Não, não se pode negar que o peso
histórico do “vale quanto pesa” reina tranquilo, em pleno século XXI, no
Brasil. Infelizmente, a herança maldita
imposta pelo poder capital, ou material, é parte da jornada do ser humano sobre
a Terra, no sentido de estabelecer a importância de uns em detrimento de outros;
bem como, enviesando a justiça de modo ultrajante e a constituir todas as
mazelas da desigualdade.
É a partir dessa lógica abjeta
que a humanidade convive, muitas vezes, sem dar a devida atenção, com as mais
terríveis violências sociais, seja no campo objetivo ou subjetivo. Racismo,
Misoginia, Xenofobia, Aporofobia, Etarismo, Homo e transfobia, Intolerância
Religiosa, fazem parte de uma paleta de ideias e comportamentos balizadas,
principalmente, pelo poder aquisitivo de determinados estratos sociais.
O que uma imensa maioria não
percebe é que isso significa destituir o indivíduo da sua potencialidade
cognitiva para outorgá-la ao dinheiro ou quaisquer outras riquezas materiais.
De modo que se passa a pensar, a agir, a decidir, a conviver, segundo as cifras
as quais se dispõe. Nada mais nada menos, do que uma estratificação social estritamente
materialista e plenamente desumanizada.
E por quê ninguém fala, discute,
problematiza, essa questão? Porque a relação do ser humano com a riqueza é
histórica e, nesse sentido, já criou raízes no inconsciente coletivo. Ora, o
espaço de vez e voz na sociedade foi apropriado por quem detém o capital.
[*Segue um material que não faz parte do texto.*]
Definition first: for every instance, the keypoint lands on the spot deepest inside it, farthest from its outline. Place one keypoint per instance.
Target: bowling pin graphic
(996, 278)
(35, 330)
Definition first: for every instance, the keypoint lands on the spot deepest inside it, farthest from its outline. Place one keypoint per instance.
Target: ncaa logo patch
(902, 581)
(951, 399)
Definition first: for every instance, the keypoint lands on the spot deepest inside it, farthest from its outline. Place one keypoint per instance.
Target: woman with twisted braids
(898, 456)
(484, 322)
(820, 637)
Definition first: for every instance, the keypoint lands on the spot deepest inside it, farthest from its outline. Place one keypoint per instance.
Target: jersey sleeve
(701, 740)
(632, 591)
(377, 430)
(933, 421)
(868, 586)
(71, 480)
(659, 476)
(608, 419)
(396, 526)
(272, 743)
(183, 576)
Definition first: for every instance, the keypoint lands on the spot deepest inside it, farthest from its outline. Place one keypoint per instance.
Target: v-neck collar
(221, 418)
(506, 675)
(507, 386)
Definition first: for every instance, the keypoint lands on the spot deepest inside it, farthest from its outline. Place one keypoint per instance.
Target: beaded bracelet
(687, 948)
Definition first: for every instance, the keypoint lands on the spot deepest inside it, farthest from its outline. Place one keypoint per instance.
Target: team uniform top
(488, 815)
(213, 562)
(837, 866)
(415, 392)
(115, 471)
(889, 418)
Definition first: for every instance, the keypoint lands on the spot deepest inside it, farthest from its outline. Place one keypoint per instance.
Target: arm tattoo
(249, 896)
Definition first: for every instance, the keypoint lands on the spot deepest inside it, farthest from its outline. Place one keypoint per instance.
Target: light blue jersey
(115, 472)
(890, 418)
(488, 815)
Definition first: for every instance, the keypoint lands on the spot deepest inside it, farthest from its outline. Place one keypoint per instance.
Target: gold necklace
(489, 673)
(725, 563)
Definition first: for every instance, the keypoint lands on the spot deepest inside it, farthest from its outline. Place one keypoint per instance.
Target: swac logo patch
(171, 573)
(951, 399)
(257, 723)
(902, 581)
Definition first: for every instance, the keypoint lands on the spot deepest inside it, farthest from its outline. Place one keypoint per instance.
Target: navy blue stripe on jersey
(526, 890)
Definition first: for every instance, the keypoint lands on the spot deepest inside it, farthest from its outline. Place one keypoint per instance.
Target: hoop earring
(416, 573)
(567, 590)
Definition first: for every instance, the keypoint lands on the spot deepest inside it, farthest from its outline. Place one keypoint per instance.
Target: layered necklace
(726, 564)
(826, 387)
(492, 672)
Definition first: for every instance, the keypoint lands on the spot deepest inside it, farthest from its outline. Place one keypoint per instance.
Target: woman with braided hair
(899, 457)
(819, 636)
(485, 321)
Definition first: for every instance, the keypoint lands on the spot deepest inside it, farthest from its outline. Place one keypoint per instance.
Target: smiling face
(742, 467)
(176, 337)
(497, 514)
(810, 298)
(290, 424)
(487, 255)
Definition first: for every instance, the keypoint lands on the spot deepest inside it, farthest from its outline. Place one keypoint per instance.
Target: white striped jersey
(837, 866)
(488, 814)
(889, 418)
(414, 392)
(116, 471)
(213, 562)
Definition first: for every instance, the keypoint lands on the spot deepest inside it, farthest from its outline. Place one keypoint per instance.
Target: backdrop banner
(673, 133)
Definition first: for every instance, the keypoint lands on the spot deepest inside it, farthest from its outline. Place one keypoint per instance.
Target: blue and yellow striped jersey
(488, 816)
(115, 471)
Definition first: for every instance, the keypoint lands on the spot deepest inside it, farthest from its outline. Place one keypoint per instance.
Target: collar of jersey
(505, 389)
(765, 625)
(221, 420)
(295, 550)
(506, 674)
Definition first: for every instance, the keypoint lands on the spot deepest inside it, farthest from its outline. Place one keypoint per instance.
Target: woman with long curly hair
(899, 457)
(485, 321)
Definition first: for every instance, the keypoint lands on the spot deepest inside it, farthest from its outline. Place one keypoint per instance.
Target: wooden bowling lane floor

Portanto, as crenças, os valores,
as leis, os costumes, acabam sendo estabelecidos e manipulados por esses
indivíduos. Haja vista como as tentativas de estabelecer o contraditório, de
ampliar as fronteiras da reflexão e da discursividade, são furiosamente
rechaçadas por determinados segmentos.
Aliás, é curioso como esses
acontecimentos escandalosos acabam trazendo um viés muito oportuno, no sentido
de descortinar as verdades e expor as hipocrisias ao mundo real. Pois é, do
silêncio fez-se o espanto! O passaporte da liberdade incondicional, oferecido
pelo dinheiro, deixou o conservadorismo e os bons modos nus, literalmente.
Mas, façamos justiça de que eles
não ficaram despidos sozinhos. Por mais indigesta que seja a situação, todos
fomos obrigados a enxergar como a sociedade e as instituições têm falhado na
formação dos futuros profissionais brasileiros.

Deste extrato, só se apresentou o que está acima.